Overcoming Assumptions

Mayo explains that overcoming assumptions can be the biggest challenges in training medical resident physicians—or practicing physicians, for that matter. There are also many practicing physicians among the 1,000 clinicians she’s trained.

“They assume everyone understands the language they use,” she says. “So although they may be able to communicate in the scientific language that they’re used to, they aren’t used to (explaining things in) laymen’s terms at all. And they don’t know how to break it down for people.”

A 2-fold challenge Mayo has to overcome is getting physicians to understand that communication is a skill that can be learned, and that the physicians don’t necessarily have the skill.

“You’re talking about a group of professionals who are among the best and the brightest people you can find,” she says. “And for them to have someone tell them that they aren’t good at this isn’t going to work.”

Mayo designed the training so that it starts with one of the residents and a group of their peers engaging in a standardized patient/family meeting, which is recorded on video.

“Usually the person who thinks they’re the best volunteers first to go in and sit with the standardized patient and do a case,” Mayo says. “The rest of the class watches them do the simulated family meeting, and the realize they’re not very good at it. They know it, and everyone else knows it, and then you’ve got a ripe audience. So, you can’t just tell them that they’re not good at it, or that there’s room for improvement … they need to see it for themselves.”

A Recognized Problem

MedStar Health isn’t alone in the work it’s doing. Debbie Field, associate vice president for public affairs explains that the Texas A&M Health Science Center College of Medicine has put a program in place to help better prepare future physicians to compassionately and clearly deliver a terminal diagnosis.

According to a 2-part article in Vital Record, the College of Medicine’s newsletter, Dr. Steven Moore instructs medical students not to use euphemisms in their communication with patients and their families.

“Someone has died,” he explains to students. “We also need to be culturally sensitive. Not everyone who comes into the hospital and dies is Judeo-Christian. Euphemisms like ‘passed on’ presume a certain range of beliefs and comforts. Don’t make assumptions.”
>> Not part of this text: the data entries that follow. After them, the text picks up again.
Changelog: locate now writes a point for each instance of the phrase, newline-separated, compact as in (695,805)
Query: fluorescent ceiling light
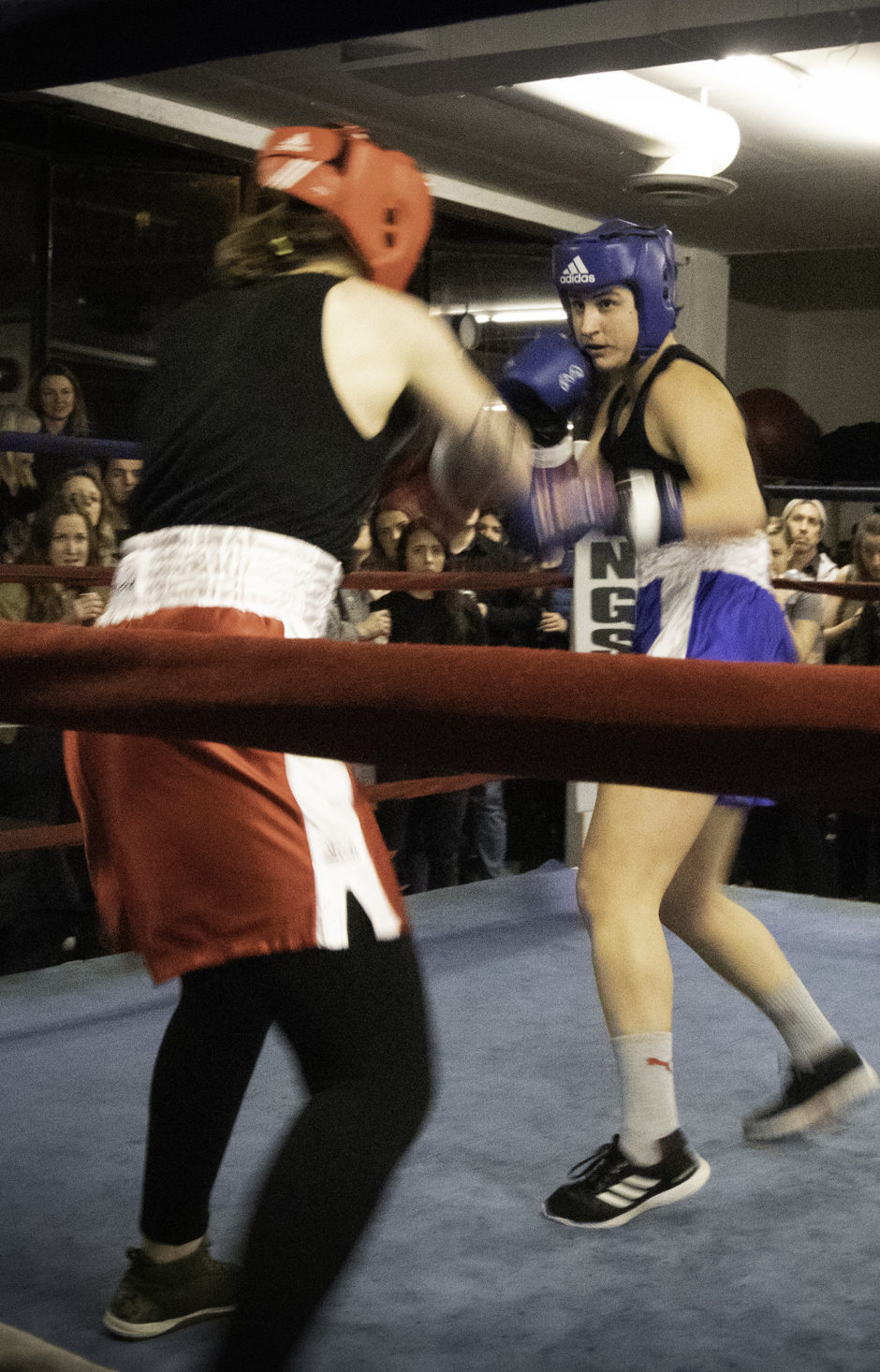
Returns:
(691,138)
(548,315)
(524,312)
(830,102)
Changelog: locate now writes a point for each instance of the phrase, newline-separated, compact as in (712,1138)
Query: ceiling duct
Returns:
(689,140)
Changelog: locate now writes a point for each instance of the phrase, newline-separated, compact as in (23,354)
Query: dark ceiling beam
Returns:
(46,43)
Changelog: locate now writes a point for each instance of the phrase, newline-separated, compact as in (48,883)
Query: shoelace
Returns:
(592,1166)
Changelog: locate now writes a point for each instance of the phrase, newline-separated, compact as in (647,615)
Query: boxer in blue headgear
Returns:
(668,464)
(620,253)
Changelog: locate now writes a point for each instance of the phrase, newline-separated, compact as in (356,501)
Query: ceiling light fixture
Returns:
(686,136)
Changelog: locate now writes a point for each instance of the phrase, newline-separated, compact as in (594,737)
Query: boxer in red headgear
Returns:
(275,409)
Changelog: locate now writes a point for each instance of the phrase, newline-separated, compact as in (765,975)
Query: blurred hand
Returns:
(376,624)
(87,608)
(552,623)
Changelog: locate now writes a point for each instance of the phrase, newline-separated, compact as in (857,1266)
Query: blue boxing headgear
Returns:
(620,253)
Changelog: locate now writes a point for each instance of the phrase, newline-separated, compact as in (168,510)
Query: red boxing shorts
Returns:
(202,853)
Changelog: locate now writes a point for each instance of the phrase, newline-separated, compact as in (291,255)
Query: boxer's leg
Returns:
(636,841)
(200,1074)
(827,1074)
(356,1022)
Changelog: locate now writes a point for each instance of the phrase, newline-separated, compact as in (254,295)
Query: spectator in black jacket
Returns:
(424,835)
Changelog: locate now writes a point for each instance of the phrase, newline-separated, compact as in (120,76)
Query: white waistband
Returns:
(747,557)
(217,565)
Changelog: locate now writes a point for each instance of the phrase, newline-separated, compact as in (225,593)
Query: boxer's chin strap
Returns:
(653,509)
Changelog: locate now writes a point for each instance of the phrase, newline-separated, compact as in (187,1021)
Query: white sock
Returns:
(800,1022)
(645,1071)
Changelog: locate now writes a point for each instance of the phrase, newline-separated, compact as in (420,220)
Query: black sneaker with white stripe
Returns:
(813,1095)
(607,1190)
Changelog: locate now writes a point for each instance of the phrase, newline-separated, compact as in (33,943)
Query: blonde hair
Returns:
(15,468)
(280,236)
(805,500)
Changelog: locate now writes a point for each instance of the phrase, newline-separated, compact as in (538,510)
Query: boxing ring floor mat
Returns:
(773,1263)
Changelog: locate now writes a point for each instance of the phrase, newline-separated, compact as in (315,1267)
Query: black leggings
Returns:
(356,1022)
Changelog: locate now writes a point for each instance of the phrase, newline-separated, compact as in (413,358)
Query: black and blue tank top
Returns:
(242,426)
(629,450)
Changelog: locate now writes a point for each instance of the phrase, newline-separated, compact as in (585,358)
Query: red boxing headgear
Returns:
(378,194)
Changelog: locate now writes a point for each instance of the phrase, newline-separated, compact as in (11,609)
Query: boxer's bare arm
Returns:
(692,418)
(378,343)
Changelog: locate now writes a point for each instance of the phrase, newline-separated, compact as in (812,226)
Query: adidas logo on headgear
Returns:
(577,274)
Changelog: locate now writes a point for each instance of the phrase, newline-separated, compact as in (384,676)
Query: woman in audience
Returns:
(20,495)
(84,488)
(56,398)
(61,536)
(847,638)
(854,641)
(805,612)
(424,835)
(350,616)
(49,906)
(386,526)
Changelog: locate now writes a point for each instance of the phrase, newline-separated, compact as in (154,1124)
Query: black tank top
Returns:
(242,427)
(630,450)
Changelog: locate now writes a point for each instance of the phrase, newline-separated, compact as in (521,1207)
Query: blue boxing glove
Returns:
(565,504)
(545,383)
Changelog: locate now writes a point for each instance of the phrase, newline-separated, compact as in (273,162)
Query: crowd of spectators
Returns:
(59,512)
(787,847)
(55,511)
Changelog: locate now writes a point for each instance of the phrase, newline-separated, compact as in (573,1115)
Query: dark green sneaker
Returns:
(158,1297)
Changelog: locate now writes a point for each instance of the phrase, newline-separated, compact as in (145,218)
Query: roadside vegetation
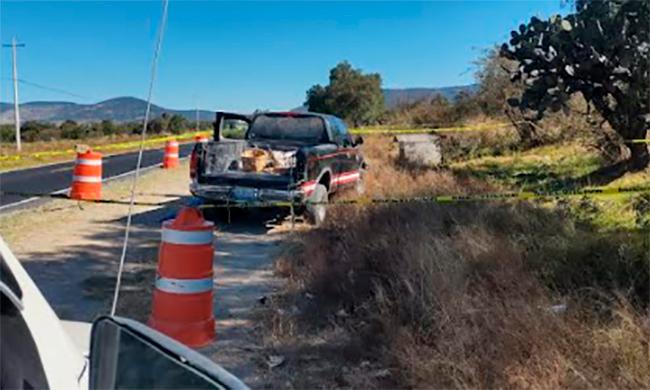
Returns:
(550,293)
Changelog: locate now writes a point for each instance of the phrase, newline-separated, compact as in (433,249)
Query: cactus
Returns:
(602,51)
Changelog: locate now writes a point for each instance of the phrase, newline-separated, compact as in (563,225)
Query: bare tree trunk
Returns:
(639,152)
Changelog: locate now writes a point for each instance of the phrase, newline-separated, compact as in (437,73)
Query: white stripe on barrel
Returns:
(186,237)
(184,286)
(93,163)
(87,179)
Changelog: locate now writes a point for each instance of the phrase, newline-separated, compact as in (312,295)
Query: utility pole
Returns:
(197,118)
(13,46)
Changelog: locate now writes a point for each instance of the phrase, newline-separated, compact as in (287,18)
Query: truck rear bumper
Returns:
(236,194)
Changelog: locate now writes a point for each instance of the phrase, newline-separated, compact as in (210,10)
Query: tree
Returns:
(600,51)
(351,95)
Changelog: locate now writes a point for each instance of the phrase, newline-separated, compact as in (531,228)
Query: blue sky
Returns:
(247,55)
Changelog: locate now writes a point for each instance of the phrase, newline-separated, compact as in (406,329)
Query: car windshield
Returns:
(308,129)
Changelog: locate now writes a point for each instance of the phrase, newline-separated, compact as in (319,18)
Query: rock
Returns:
(421,150)
(275,361)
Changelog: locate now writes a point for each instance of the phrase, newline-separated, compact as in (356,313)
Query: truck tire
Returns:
(316,209)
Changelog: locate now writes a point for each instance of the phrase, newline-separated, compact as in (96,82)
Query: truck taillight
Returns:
(194,162)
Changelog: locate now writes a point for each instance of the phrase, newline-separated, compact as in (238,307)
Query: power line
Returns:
(14,62)
(154,67)
(51,89)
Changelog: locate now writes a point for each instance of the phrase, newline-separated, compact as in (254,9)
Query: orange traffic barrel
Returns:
(182,298)
(201,139)
(170,159)
(87,176)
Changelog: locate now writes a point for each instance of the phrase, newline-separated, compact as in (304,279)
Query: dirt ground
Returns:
(71,250)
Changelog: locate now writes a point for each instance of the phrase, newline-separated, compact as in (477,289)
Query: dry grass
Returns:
(466,295)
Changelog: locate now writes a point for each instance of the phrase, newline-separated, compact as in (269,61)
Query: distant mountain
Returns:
(121,109)
(393,97)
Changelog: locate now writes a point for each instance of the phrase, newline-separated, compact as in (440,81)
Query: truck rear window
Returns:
(308,129)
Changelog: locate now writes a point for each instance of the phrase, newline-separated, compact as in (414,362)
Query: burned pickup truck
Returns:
(302,158)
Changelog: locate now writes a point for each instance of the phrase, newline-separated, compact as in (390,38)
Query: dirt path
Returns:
(71,251)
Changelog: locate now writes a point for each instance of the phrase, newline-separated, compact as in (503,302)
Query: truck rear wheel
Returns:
(316,209)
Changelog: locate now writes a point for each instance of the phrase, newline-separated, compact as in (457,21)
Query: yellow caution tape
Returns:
(381,131)
(109,147)
(442,199)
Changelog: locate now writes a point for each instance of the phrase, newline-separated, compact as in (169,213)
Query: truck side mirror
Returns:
(127,354)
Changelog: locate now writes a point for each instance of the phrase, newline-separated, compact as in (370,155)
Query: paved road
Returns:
(57,177)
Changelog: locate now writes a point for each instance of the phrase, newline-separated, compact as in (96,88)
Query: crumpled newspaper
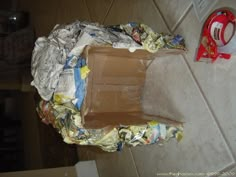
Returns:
(66,119)
(50,53)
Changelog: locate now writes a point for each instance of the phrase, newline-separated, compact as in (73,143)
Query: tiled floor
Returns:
(200,94)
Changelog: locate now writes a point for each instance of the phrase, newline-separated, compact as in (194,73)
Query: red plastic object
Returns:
(213,35)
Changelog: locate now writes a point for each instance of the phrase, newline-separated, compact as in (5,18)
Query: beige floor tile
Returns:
(117,164)
(170,91)
(124,11)
(216,80)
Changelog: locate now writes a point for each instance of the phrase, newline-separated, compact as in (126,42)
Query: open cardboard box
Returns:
(114,87)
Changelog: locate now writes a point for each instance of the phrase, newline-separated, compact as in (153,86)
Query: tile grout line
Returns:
(213,115)
(182,17)
(108,11)
(226,169)
(162,16)
(136,169)
(90,19)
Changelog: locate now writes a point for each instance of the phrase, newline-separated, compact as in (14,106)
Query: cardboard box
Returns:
(115,84)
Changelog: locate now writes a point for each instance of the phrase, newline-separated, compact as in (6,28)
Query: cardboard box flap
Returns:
(114,119)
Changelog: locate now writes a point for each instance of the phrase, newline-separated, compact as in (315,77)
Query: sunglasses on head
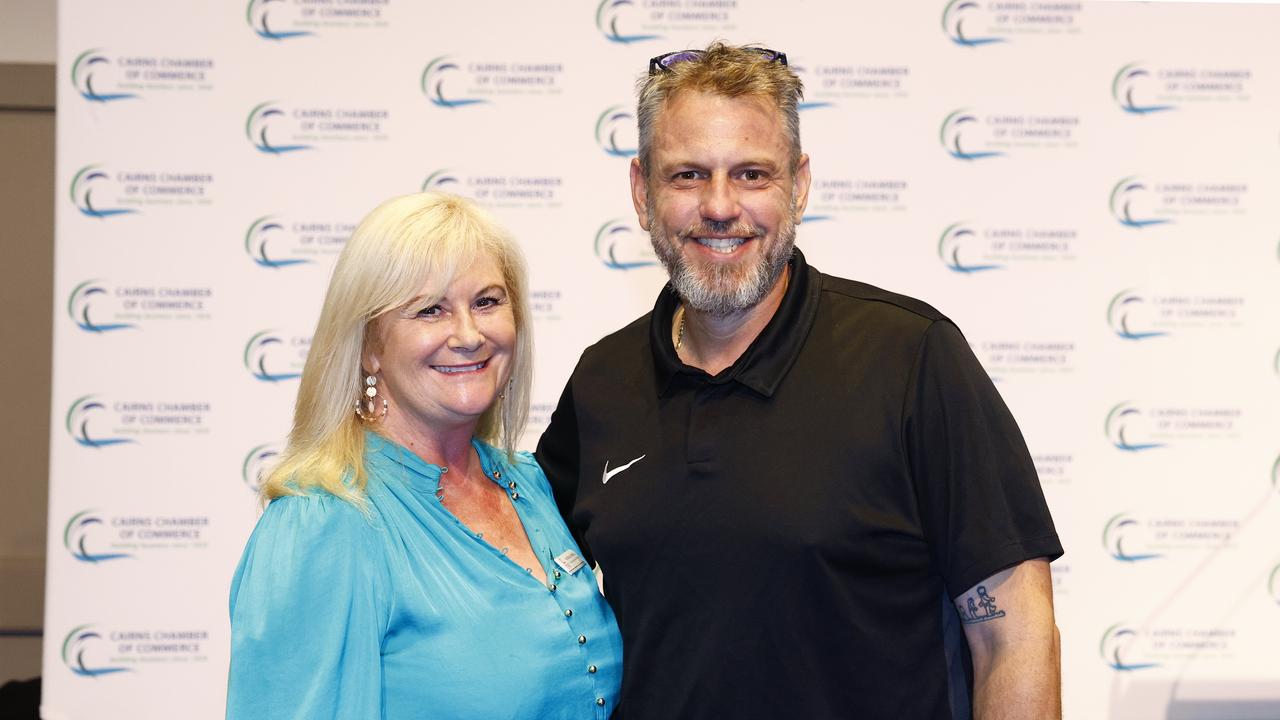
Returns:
(663,63)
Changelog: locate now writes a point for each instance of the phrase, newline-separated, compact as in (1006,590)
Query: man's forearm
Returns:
(1022,683)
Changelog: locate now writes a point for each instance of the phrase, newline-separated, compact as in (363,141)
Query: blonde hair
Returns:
(403,244)
(727,71)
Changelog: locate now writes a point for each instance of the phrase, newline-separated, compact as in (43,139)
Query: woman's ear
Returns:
(369,363)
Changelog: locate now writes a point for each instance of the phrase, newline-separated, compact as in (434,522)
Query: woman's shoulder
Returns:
(316,511)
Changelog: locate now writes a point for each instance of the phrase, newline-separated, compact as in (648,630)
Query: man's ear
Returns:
(803,178)
(640,192)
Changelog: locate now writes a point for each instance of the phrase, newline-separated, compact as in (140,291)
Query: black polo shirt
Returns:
(782,540)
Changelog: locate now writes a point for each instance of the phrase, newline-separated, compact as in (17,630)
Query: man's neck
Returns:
(714,342)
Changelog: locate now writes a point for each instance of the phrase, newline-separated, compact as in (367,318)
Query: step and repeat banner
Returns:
(1091,190)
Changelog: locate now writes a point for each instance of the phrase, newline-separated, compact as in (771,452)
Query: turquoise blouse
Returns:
(406,613)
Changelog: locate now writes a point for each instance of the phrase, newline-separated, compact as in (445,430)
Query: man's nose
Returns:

Giving medical students confidence is key, says Mayo. They may have the knowledge, they may even have the skill, but if they’re not confident enough to sit down with a family and respond to their emotional needs, nothing else matters.

Multiple Impacts

The inability to deliver bad news to patients and their families can negatively impact physicians physically, emotionally, and financially. For example, Mayo explains that, over time, when physicians are unable to communicate or share an emotional response with a patient, a disconnect develops and contributes to burnout.

“You can’t ignore patients and families indefinitely and think that’s not going to have some kind of impact on you,” Mayo explains.

But that’s not how physicians have been trained, as evidenced by these pre-simulation comments by medical students Mayo shares:

“Talking to families of very sick and dying patients is so different than what I learned in medical school. No one ever said how hard it would be.”

I’m a physician. I was trained to remain detached from the emotional issues of patients and families. It feels impossible, and I am not sure it is right.”

And there’s a financial impact. Mayo says that sometimes, even after the simulations and feedback, there are outliers who still don’t believe being able to have difficult conversations is important. So she explains that some of the students will end up in private practice, and patients, as their customers, will choose to come to them. If the physician is unable to communicate, unable to have what patients consider a fair and trusting bedside manner, they’ll go elsewhere.

“If I can help these physicians see that their poor communication skills will impact the bottom line financially, then a percentage of them will listen,” she says. “They tune in, because they want to have a financially successful and sustainable practice.”